Imaginava eu, então, vir a ter esta imagem real: descendo uma qualquer colina começariam, o castelo e a ilha, a revelarem-se aos poucos, resgatando eu o encanto em zooms sucessivos até à foto final, esta já ao nível térreo. E não, só pude aceder à final e de repente!

Pessoas
Quer pela ausência dos seus locais habituais de residência, quer por imposição da rota da viagem que levava, houve pouca aproximação e menos contacto com as pessoas e, por via disso, fica-se com uma ideia difusa e incompleta sobre o que são, como são; como agem no dia a dia. Apesar dos PPCs serem relativamente altos - bastante mais altos que o português - a sua distribuição pelas pessoas é menor, excepto para o setor TI. Os ordenados mínimos são na ordem dos 500€+ e os superiores pouco ultrapassam os 1000, incluindo funcionários públicos. Sendo que o custo de vida é superior e está, como aqui, inflacionado pelo turismo, o que obriga muitas pessoas ao duplo emprego.
Os apoios sociais são bons.


Segurança
Não é tema. Ao melhor nível.


Mercados
Espaços que gosto de visitar por aí colher mais alguma informação sobre o funcionamento dos países e das vidas das suas gentes.
Destaco o da Lituânia: vários e enormes pavilhões segmentando os produtos. Não são bonitos mas a boa luz disfarça-os e salienta os produtos expostos de onde destaco a variedade de peixe fumado.
Muita gente os frequenta o que me leva à ilação da sua preferência ou menor existência de shoppings.
Não é região para variedade de frutas. Vêem-se à venda essencialmente fruta vermelha importada: morangos, mirtilos, cereja, pêssegos, amoras, framboesas...
No exterior a ‘feira de custóias’ está em todo o lado.

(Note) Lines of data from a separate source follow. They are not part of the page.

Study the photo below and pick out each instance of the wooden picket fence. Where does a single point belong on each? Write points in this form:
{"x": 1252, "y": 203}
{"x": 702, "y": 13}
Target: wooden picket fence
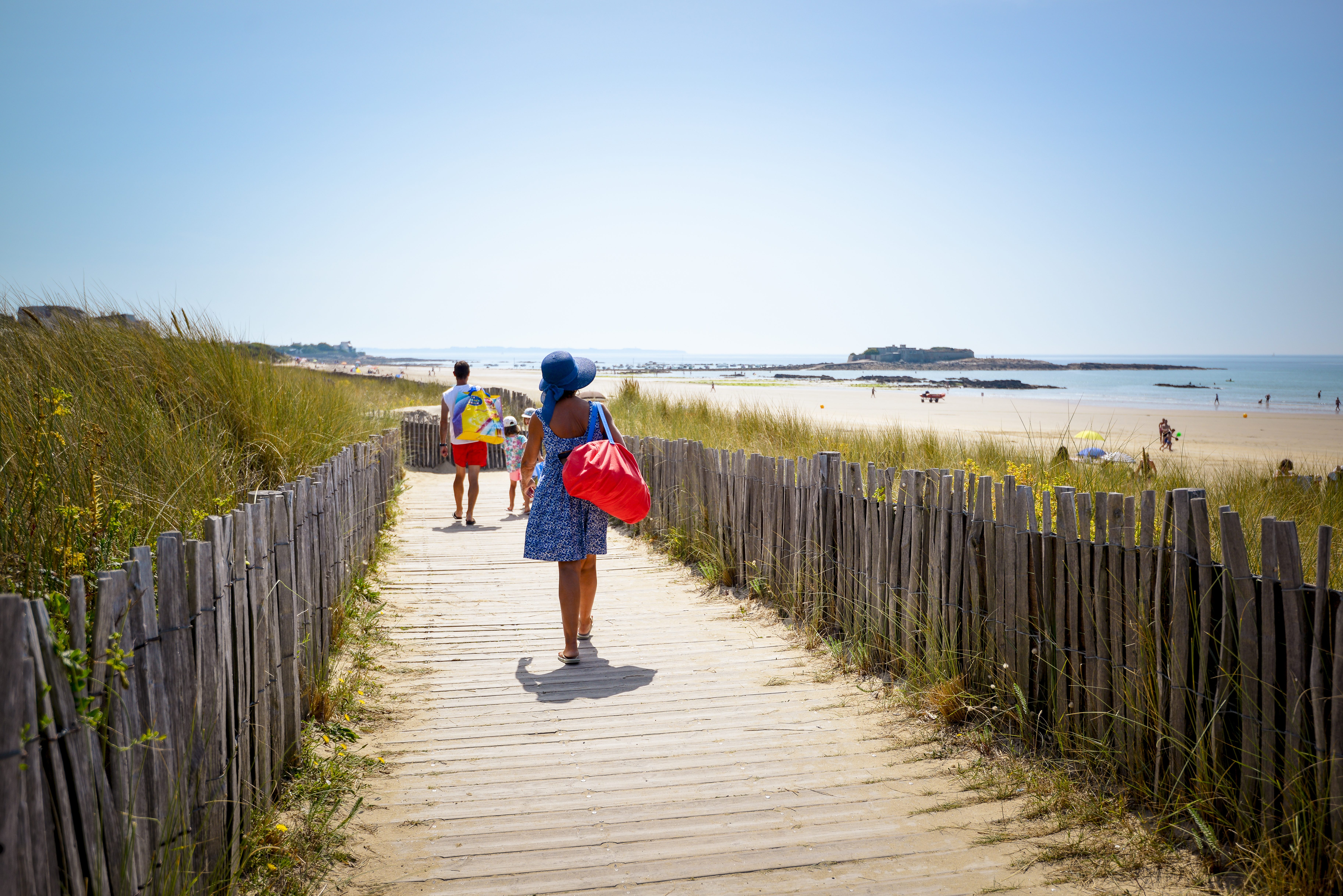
{"x": 421, "y": 433}
{"x": 1106, "y": 620}
{"x": 202, "y": 655}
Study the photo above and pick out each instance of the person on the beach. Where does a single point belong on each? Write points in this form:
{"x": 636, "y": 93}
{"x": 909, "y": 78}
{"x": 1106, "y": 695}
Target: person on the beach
{"x": 1168, "y": 434}
{"x": 468, "y": 457}
{"x": 562, "y": 529}
{"x": 514, "y": 447}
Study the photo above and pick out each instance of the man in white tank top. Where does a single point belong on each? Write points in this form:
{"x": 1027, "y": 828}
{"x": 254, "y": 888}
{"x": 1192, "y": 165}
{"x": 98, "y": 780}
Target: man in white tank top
{"x": 468, "y": 457}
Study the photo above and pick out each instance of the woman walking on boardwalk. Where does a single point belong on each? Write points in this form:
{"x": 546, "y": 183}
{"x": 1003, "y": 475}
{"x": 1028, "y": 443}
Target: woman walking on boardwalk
{"x": 562, "y": 529}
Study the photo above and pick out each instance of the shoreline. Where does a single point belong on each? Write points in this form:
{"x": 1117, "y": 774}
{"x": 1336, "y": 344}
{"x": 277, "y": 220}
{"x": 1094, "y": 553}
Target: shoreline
{"x": 1314, "y": 441}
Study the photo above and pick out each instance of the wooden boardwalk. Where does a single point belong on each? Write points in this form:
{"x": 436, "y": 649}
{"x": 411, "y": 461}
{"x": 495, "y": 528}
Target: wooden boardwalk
{"x": 671, "y": 761}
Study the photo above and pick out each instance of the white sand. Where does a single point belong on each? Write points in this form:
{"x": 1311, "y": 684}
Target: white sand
{"x": 1313, "y": 441}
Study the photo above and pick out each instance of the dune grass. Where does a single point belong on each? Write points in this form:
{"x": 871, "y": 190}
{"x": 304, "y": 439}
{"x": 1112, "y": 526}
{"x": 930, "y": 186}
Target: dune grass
{"x": 1251, "y": 490}
{"x": 111, "y": 433}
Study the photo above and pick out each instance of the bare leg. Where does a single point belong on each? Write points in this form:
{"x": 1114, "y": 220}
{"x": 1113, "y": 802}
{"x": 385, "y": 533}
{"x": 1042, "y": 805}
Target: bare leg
{"x": 588, "y": 592}
{"x": 570, "y": 600}
{"x": 457, "y": 490}
{"x": 578, "y": 589}
{"x": 473, "y": 491}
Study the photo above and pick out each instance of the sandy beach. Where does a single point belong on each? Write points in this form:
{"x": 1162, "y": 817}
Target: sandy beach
{"x": 1313, "y": 441}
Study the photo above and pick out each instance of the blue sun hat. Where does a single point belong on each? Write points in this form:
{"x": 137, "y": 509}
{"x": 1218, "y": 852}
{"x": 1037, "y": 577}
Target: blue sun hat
{"x": 561, "y": 373}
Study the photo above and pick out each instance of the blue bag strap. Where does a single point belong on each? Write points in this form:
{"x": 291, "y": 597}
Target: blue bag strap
{"x": 594, "y": 418}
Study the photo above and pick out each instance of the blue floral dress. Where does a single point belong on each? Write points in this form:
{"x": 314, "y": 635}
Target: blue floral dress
{"x": 562, "y": 527}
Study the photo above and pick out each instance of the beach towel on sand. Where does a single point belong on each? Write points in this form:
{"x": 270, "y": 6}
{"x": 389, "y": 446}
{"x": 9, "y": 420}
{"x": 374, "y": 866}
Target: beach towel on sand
{"x": 476, "y": 417}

Âmbar báltico ou prussiano, o ‘autêntico’.
São precisamente estes três países a principal fonte mundial do âmbar, com manufaturamento a precisar de restyling e comercialização por todo lado.
Uma alegria para a senhoras…


Se recomendo a viagem?
Sim, claro, principalmente para quem começa a conhecer mundo.

Um abraço para os casais Ana/Gordon e Mina/Manuel pela companhia animada, alegre e divertida.